Verbraucher in Deutschland setzen jährlich pro Kopf durchschnittlich rund 5,4 Kilogramm Mikroplastik frei – umgerechnet gut 800 Plastikflaschen. Durch den Abrieb beim Waschen von Synthetikkleidung entstehen demnach 77 Gramm pro Person, so das Ergebnis einer Studie des Fraunhofer-Instituts für Umwelt-, Sicherheits- und Energietechnik von 2018.

Mikroplastik landet in Lebensmitteln

Das meiste Mikroplastik, das beim Waschen ins Abwasser gelangt, können moderne Kläranlagen zwar herausfiltern – bis zu 95 Prozent oberhalb einer gewissen Größe –, doch ein Großteil des Klärschlamms landet je nach Land als Dünger auf den Feldern.

In Deutschland ist diese Art der Düngung bis 2032 teilweise noch erlaubt.
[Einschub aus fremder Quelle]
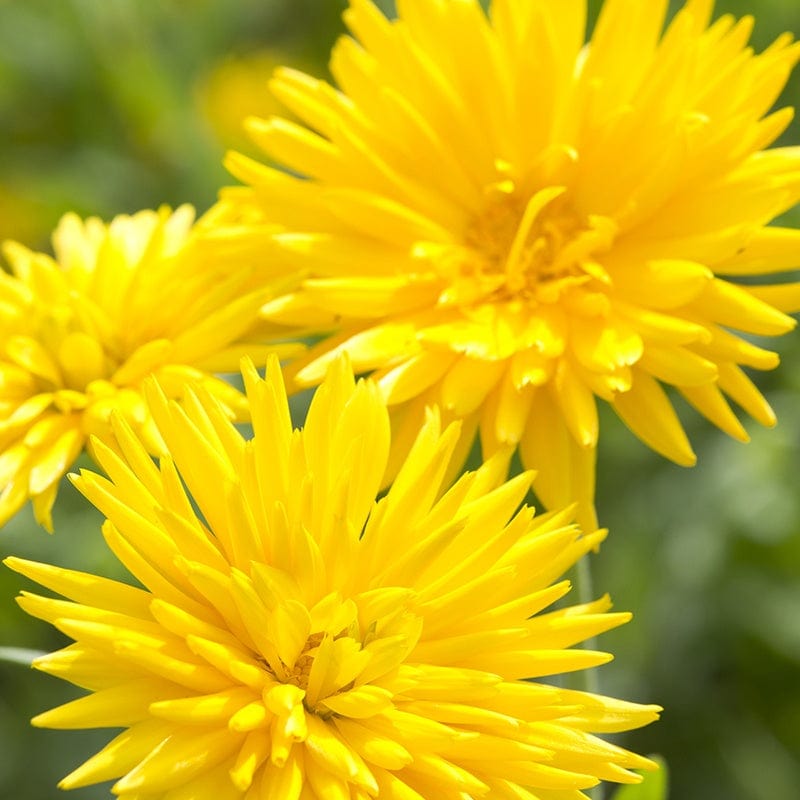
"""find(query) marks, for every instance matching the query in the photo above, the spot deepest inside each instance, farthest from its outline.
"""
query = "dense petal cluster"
(295, 639)
(80, 331)
(511, 223)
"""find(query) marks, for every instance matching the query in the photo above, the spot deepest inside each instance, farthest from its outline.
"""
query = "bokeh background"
(109, 106)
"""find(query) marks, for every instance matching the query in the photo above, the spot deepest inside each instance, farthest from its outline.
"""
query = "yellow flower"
(508, 222)
(79, 332)
(295, 639)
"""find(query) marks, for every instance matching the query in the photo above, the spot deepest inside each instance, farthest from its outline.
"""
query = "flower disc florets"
(506, 221)
(296, 639)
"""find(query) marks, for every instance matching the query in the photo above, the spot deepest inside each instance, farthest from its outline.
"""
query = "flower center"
(530, 249)
(298, 675)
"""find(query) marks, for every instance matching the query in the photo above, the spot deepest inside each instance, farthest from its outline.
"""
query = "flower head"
(508, 222)
(294, 638)
(79, 333)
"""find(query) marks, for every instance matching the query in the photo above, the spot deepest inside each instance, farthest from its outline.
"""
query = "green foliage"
(655, 785)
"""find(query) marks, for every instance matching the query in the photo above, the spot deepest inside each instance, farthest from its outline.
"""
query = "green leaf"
(19, 655)
(654, 786)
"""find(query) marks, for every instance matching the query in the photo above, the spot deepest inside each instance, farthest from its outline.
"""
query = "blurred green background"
(109, 106)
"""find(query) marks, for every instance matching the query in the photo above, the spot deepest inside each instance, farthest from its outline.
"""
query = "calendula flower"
(80, 331)
(293, 638)
(503, 220)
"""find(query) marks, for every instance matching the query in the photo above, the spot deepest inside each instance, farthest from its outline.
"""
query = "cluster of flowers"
(498, 224)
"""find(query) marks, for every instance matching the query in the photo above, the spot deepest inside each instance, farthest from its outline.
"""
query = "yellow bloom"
(510, 223)
(295, 639)
(79, 332)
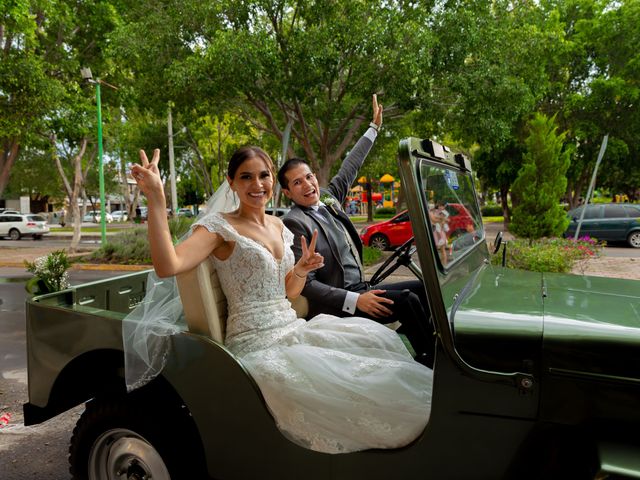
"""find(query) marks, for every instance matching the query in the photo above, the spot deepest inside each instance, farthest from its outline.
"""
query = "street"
(41, 451)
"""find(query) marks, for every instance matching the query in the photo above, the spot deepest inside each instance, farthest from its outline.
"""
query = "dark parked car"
(536, 375)
(612, 222)
(278, 212)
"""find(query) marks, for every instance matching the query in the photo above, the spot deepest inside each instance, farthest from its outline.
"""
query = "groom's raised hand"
(146, 173)
(377, 111)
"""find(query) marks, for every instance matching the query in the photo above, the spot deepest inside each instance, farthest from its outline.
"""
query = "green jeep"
(535, 375)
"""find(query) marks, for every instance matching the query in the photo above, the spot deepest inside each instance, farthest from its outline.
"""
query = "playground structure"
(384, 193)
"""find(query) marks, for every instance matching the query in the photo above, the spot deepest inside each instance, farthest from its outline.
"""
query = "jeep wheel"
(634, 239)
(116, 438)
(379, 241)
So kann das Mikroplastik nicht nur Boden und Pflanzenwachstum beeinflussen, sondern auch in der Nahrungskette landen.

„Würden Sie eine Kreditkarte essen?“, titelte 2019 die Umweltschutzorganisation WWF. Die von ihr beauftragte Untersuchung der University of Newcastle (Australien) ergab: Weltweit nehmen Menschen über Nahrungsmittel und Getränke im Schnitt bis zu fünf Gramm Mikroplastik pro Woche auf, was dem Gewicht einer Kreditkarte entspricht.
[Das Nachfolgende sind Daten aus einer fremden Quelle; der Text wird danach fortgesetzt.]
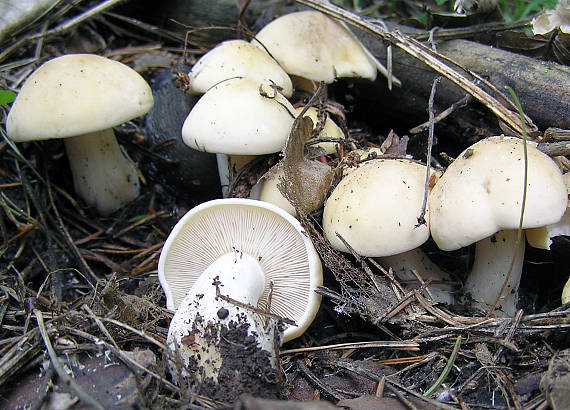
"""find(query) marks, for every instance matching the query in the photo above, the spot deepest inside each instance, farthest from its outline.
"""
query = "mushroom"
(310, 45)
(237, 58)
(542, 237)
(375, 208)
(80, 97)
(479, 199)
(258, 257)
(239, 116)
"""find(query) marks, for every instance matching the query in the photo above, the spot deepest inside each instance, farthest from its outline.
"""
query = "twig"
(79, 392)
(403, 345)
(446, 369)
(427, 56)
(316, 382)
(520, 233)
(421, 217)
(442, 115)
(555, 149)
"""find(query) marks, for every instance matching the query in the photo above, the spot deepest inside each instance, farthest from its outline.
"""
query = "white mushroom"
(258, 255)
(239, 117)
(479, 199)
(80, 97)
(237, 58)
(309, 44)
(375, 208)
(542, 237)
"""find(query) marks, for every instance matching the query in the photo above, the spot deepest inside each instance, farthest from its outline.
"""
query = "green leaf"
(6, 97)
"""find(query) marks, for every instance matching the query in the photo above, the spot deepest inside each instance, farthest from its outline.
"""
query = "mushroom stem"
(202, 315)
(102, 175)
(403, 263)
(493, 258)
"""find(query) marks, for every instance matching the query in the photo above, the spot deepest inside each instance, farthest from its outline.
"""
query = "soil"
(95, 278)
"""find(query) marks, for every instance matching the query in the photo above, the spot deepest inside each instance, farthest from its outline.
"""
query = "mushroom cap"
(375, 208)
(481, 192)
(237, 58)
(264, 231)
(311, 45)
(77, 94)
(239, 116)
(542, 237)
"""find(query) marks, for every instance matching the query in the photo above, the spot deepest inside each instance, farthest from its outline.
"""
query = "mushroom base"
(102, 176)
(223, 342)
(493, 258)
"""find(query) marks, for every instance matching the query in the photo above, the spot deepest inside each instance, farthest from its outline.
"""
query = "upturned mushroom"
(479, 199)
(81, 97)
(375, 209)
(232, 263)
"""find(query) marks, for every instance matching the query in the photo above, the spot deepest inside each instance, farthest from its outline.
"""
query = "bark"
(540, 86)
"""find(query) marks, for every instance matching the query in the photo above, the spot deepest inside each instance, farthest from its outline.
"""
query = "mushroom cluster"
(244, 111)
(230, 262)
(377, 210)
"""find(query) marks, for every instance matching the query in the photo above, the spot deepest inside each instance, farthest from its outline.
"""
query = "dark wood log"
(541, 87)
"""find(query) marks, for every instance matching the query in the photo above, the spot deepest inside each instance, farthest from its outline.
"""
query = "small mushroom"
(309, 44)
(239, 117)
(375, 208)
(237, 58)
(478, 200)
(80, 97)
(542, 237)
(253, 254)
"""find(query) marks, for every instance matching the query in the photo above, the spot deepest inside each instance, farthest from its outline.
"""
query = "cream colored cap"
(311, 45)
(239, 117)
(77, 94)
(481, 192)
(375, 208)
(542, 237)
(237, 58)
Forscher uneins darüber, ob Mikroplastik Gesundheit beeinflusst

Wie sich die Plastikaufnahme langfristig auf den menschlichen Körper auswirkt, ist bislang noch unzureichend erforscht. Jüngere Studien zeigen jedoch, dass etwa das Einatmen von Plastikfasern ab einer bestimmten Menge Atemwegsentzündungen auslösen kann. Umweltorganisationen appellieren daher an Textilindustrie und Verbraucher, auf mehr Nachhaltigkeit zu setzen. Mehr lesen:

„Die deutsche Textilindustrie hat zahlreiche Verfahren und Produkte entwickelt, um aus Kunststoffmüll Bekleidung, Schuhe oder Teppiche zu produzieren“, erklärt eine Sprecherin des Gesamtverbandes der deutschen Textil und Modeindus­trie auf Anfrage unserer Redaktion. „Auch in der Filtertechnik ist die deutsche Industrie führend, um Mikroplastik aus Abwässern zu fischen.“

Der Verband verweist hier auf ein groß angelegtes Forschungsvorhaben an der Hochschule Niederrhein. Das verfolgt das Ziel, künftig 99 Prozent des Faserabriebs in der Kläranlage aufzufangen.
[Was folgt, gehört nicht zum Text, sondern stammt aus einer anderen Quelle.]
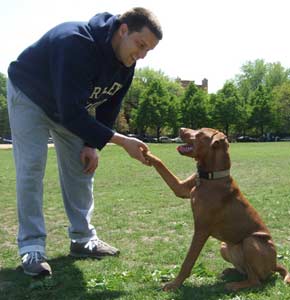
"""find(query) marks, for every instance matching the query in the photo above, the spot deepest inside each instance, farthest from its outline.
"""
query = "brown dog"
(220, 210)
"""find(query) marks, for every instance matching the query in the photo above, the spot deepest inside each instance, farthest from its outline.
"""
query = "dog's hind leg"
(258, 261)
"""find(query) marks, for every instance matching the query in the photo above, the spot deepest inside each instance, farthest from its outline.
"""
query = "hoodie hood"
(102, 27)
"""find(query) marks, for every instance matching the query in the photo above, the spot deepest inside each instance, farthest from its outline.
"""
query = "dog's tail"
(284, 273)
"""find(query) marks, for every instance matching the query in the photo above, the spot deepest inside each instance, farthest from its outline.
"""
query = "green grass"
(135, 211)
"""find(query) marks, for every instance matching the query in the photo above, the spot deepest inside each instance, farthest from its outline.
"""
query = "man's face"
(135, 45)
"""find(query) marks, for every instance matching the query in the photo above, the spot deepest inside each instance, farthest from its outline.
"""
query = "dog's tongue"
(182, 149)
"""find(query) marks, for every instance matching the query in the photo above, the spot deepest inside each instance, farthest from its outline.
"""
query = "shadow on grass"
(218, 291)
(67, 282)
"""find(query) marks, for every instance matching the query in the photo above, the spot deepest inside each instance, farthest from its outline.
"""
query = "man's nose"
(142, 54)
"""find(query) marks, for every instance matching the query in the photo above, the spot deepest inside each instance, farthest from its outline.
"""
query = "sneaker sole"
(42, 273)
(79, 255)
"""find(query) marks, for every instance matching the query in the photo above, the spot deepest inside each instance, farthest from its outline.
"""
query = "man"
(53, 87)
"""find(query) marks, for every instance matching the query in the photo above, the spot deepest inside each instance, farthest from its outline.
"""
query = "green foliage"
(194, 107)
(227, 108)
(151, 226)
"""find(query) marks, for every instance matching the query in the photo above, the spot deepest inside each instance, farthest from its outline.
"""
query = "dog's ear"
(219, 140)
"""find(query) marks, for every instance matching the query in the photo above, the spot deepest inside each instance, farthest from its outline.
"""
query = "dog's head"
(204, 145)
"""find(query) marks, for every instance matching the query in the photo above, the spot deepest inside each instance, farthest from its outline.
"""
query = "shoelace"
(32, 257)
(91, 244)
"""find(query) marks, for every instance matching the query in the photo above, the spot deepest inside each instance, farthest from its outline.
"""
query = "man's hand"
(133, 146)
(90, 159)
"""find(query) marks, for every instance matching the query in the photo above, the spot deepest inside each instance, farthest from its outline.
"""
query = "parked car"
(164, 139)
(246, 138)
(176, 140)
(6, 141)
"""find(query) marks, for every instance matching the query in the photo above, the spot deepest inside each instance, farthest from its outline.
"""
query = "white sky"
(202, 38)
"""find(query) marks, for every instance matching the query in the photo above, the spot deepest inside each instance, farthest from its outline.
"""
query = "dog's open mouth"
(184, 149)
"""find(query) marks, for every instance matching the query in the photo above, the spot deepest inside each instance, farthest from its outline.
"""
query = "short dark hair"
(139, 17)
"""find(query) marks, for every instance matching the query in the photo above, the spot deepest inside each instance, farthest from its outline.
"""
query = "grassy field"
(137, 213)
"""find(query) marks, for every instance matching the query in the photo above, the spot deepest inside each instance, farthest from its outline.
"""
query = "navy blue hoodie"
(73, 69)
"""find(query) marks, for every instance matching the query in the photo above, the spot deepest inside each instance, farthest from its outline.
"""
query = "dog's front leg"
(198, 241)
(180, 188)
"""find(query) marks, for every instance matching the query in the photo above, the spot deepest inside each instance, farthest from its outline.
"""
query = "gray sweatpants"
(30, 129)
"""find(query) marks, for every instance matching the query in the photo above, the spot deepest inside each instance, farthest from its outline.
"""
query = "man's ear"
(218, 139)
(123, 29)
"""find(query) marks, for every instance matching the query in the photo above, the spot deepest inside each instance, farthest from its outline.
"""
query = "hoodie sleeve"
(70, 63)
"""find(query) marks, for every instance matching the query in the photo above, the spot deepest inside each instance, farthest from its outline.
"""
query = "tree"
(262, 114)
(152, 111)
(281, 106)
(227, 108)
(194, 107)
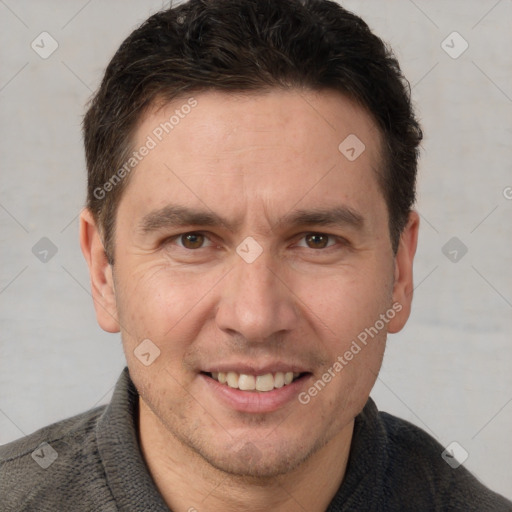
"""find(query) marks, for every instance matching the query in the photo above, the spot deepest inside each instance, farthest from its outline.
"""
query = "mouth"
(256, 383)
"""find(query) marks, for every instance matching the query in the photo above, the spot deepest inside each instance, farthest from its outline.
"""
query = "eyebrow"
(175, 216)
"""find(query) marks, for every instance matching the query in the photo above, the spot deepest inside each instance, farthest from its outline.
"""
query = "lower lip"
(255, 401)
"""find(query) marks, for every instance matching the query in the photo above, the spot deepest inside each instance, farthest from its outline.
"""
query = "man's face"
(298, 266)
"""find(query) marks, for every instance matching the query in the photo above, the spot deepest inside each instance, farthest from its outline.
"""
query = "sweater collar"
(133, 488)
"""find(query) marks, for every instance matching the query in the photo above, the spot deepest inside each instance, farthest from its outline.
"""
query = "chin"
(258, 460)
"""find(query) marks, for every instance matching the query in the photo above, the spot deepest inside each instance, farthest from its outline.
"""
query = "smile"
(258, 383)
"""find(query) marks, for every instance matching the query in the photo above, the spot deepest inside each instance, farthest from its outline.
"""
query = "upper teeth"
(245, 382)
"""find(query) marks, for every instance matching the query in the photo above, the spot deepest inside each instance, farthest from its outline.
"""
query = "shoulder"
(58, 462)
(417, 466)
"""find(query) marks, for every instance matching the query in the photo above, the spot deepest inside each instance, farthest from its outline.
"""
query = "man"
(250, 232)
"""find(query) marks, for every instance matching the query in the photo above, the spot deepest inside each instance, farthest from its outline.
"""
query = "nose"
(256, 302)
Was Verbraucher tun können, um dem Problem zu begegnen

Was Verbraucher tun können, um dem Problem zu begegnen? Sie sollten vor dem Kauf neuer Funktionskleidung überlegen: „Brauche ich das wirklich?“, sagt BUND-Experte Buschmann. Beim Waschen sollte man zudem auf eine niedrige Temperatur und Schleuderzahl achten. Darüber hinaus kann man spezielle Waschbeutel nutzen, die den Faserabrieb auffangen.

Künftig nur noch Textilien aus Naturfasern wie Baumwolle, Seide oder Leinen zu kaufen, sei keine perfekte Lösung. Laut BUND ist die Umweltbilanz dieser Stoffe ebenfalls fragwürdig. Die Herstellung benötige teils große Mengen Wasser und Anbauflächen.